Why Format-Compliance Dominates

  1. Format-following and safety reasoning compete for the same cognitive resources. When a model is constrained to produce only structured output with no prose or warnings, the safety reasoning pathway is explicitly suppressed by the format constraint.
  2. Code completion training creates a side channel. Models extensively trained on code completion have a strong prior toward completing code structures regardless of semantic content.
  3. Safety training is anchored to the “assistant” persona. API simulation prompts shift the model out of the assistant role where safety training is strongest into a data service role where it is weakest.
  4. Frontier models are not immune. Multiple frontier models from major providers appear in COMPLIANCE lists for format-lock prompts.

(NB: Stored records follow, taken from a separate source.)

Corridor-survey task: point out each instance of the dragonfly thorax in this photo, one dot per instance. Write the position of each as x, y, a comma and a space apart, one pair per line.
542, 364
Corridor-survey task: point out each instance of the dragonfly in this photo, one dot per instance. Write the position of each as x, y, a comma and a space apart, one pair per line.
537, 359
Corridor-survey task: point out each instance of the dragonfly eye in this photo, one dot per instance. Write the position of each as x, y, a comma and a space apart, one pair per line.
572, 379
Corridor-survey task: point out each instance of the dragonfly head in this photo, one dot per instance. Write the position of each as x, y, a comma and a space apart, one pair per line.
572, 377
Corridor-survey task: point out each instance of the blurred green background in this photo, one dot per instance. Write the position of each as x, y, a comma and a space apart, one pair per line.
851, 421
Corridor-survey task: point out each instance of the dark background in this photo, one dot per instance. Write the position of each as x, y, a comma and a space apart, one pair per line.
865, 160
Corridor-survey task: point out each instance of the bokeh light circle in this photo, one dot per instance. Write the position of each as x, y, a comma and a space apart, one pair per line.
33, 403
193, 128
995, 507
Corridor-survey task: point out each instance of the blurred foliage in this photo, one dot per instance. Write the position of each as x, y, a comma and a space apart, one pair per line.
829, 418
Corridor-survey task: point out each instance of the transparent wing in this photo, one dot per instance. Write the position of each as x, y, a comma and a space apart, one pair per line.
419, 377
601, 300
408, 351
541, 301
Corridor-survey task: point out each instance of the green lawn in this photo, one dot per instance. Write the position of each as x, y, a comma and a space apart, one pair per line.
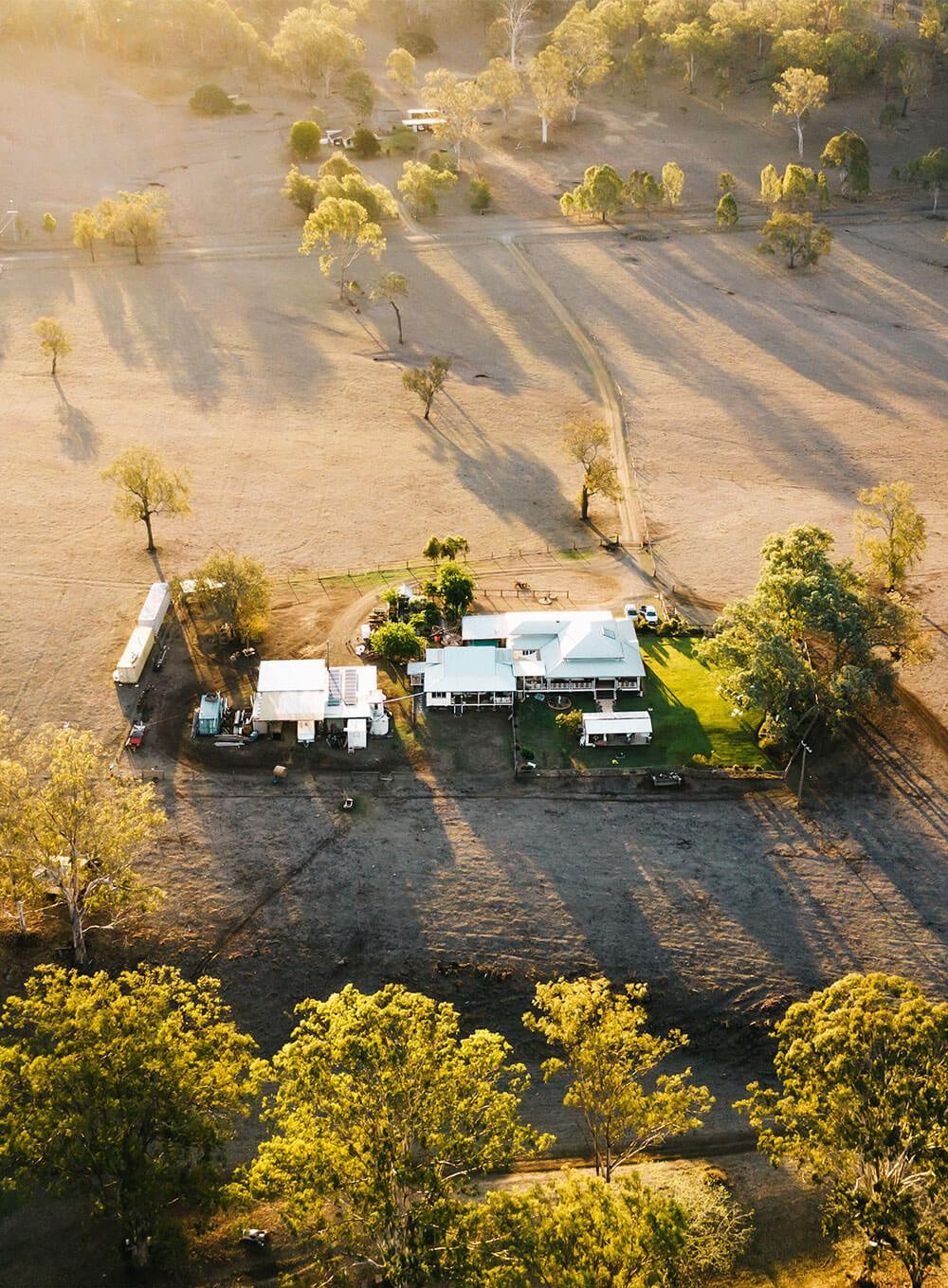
688, 717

Provider Vulnerability Patterns

Based on the top-20 compliant model lists:

  • Nvidia (Nemotron family): Most consistently vulnerable (appears in 16/16 format-lock entries)
  • Small open models (Qwen 1.7B, Qwen 7B): Capability-floor effect (16/16)
  • DeepSeek (R1 family): Reasoning models still vulnerable to format-lock (12/16)
  • Meta (Llama 70B): Large model still vulnerable (10/16)
  • OpenAI, Anthropic, Google: Lowest frontier vulnerability but not immune (5-8/16)

Implications for Defense

  1. Format-lock attacks demand format-aware safety evaluation. Current safety training focuses on content-level refusal. A model that refuses a direct request but completes a structured template for the same content has a format-conditional safety gap.
  2. Output constraint suppression should be a detection signal. Format constraint phrases combined with harmful schema fields are a high-signal indicator for post-hoc detection.
  3. API/tool persona framing bypasses persona-anchored safety. Defenses relying on the model maintaining an “assistant” identity are vulnerable to persona displacement.
  4. Reasoning model vulnerability is qualitatively different. CoT manipulation attacks use the model’s own reasoning capability against its safety training — a distinct attack surface from format-lock.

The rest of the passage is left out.